In a referendum, voters may decide on four proposals concerning political and judicial reform. A large majority votes for three of the four proposals, while the fourth is rejected. The Peruvians agree to set up a seaman’s council to supervise and appoint independent judges and prosecutors – a result of several legal scandals. They also vote for a proposal for funding political parties, a topical issue in the wake of the Odebrech scandal (see June 2018). The proposal that congressmen should not be able to stand for re-election is also adopted, while it will be no for a senate to be established.
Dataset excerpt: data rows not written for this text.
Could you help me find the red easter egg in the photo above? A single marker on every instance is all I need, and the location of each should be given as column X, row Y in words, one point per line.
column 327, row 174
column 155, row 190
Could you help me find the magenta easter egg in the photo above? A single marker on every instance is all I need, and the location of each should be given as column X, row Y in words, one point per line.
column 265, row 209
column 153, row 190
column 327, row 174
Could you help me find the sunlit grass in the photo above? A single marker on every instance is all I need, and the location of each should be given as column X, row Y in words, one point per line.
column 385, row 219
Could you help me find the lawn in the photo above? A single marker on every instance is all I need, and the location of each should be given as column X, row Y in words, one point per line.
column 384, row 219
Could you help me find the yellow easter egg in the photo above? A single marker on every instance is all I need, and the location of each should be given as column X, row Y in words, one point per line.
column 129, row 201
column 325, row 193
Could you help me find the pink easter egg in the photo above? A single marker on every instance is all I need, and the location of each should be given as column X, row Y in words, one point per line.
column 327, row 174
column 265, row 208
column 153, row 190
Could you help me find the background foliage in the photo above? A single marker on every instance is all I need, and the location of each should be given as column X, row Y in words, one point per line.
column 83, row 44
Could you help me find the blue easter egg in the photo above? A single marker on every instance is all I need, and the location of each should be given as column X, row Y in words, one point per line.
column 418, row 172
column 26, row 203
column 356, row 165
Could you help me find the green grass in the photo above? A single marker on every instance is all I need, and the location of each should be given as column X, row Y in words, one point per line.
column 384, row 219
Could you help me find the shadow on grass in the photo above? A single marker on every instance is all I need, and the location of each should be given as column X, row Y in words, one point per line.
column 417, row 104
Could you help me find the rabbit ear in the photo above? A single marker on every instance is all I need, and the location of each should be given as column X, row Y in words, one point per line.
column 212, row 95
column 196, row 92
Ex-President García is denied asylum in Uruguay

December 3

Former President Alan García is denied asylum in Uruguay. The message is given by Uruguay’s President Tabaré Vásquez, who says García cannot be considered subject to political persecution because Peru is a democratically functioning state. García, who was president in 1985–1990 and 2006–11, is under investigation for receiving bribes during his second presidential term (see also June 10, 2018). He applied for asylum at the Uruguay Embassy in Lima on November 17, after being banned from leaving the country for 18 months. García leaves the embassy after being told he will not be granted asylum.


Additional Fujimori allied suspect

November 24

A judge issues an international arrest warrant for Jaime Yoshiyama, who was Keiko Fujimori’s vice presidential candidate in 2011. Yoshiyama, who is suspected of involvement in the same tangle as Fujimori (see October 31, 2018), is in the United States. Another Fujimori employee, businessman Augusto Bedoya, is ordered not to leave the country. The prosecutors have identified a total of eleven people suspected of being part of a “criminal organization” with the aim of raising money for Keiko Fujimori’s presidential campaign in 2011. Seven of them are in preventive detention, including Keiko Fujimori himself.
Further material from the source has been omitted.